19. Berkeley Data Analytics Stack
BDAS is a more grand blueprint in the Berkeley AMP lab. There are many star projects in it besides Spark that include:
Mesos: A resource management platform for distributed environments that enable Hadoop, MPI and Spark jobs to be executed in a unified resource management environment. Mesos is very good for Hadoop 2.0 support, and Mesos is used by Twitter and Coursera.
Tachyon: A highly fault-tolerant distributed file system that allows files to be reliably shared in the cluster framework at the speed of the memory, just like Spark and MapReduce. The current development is very fast, and some people believe it is even more amazing than Spark. Tachyon has established the startup Tachyon Nexus.
BlinkDB: A massively parallel query engine that runs interactive SQL queries on massive amounts of data. It allows the user to increase the query response time by weighing the data precision. The accuracy of the data is controlled within the allowable error range.
Cloudera: A solution proposed by Hadoop Big Brother.
HDP (Hadoop Data Platform): Hortonworks’ proposed architecture selection.

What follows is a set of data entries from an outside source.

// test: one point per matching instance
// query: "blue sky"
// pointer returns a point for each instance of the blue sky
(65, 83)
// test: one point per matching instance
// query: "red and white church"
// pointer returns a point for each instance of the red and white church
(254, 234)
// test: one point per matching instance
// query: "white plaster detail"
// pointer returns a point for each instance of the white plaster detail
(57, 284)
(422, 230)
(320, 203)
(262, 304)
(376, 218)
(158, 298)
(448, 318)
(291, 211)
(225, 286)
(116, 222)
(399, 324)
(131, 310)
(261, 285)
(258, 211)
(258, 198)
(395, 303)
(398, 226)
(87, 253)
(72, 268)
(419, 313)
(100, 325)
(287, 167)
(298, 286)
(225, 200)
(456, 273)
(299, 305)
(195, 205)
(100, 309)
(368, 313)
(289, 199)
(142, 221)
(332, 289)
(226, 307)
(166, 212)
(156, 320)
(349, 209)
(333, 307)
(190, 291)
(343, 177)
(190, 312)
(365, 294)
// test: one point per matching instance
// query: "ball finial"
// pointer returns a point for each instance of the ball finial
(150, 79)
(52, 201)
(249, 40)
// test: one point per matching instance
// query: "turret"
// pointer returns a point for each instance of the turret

Redshift: Amazon RedShift is a version of ParAccel. It is a massively parallel computer and a very convenient data warehouse solution. Amazon RedShift is also a SQL interface and provides seamless connection with various cloud services. Amazon RedShift is fast and provides very good performance at TB to PB level. It is also used directly and supports different hardware platforms. If you want to be faster, you can use SSD.
20. Conclusion
In conclusion, Hadoop is an open source data analytics program that addresses the reliable storage and processing of big data. The goal of Hadoop is to be a reliable system that supports large-scale expansion and easy maintenance. Hadoop includes a set of technology extensions that are described in depth above. To add on, New NoSQL is shown in different categories, and is divided according to the category’s document type. An in depth tutorial regarding Big Data Pipeline is described above.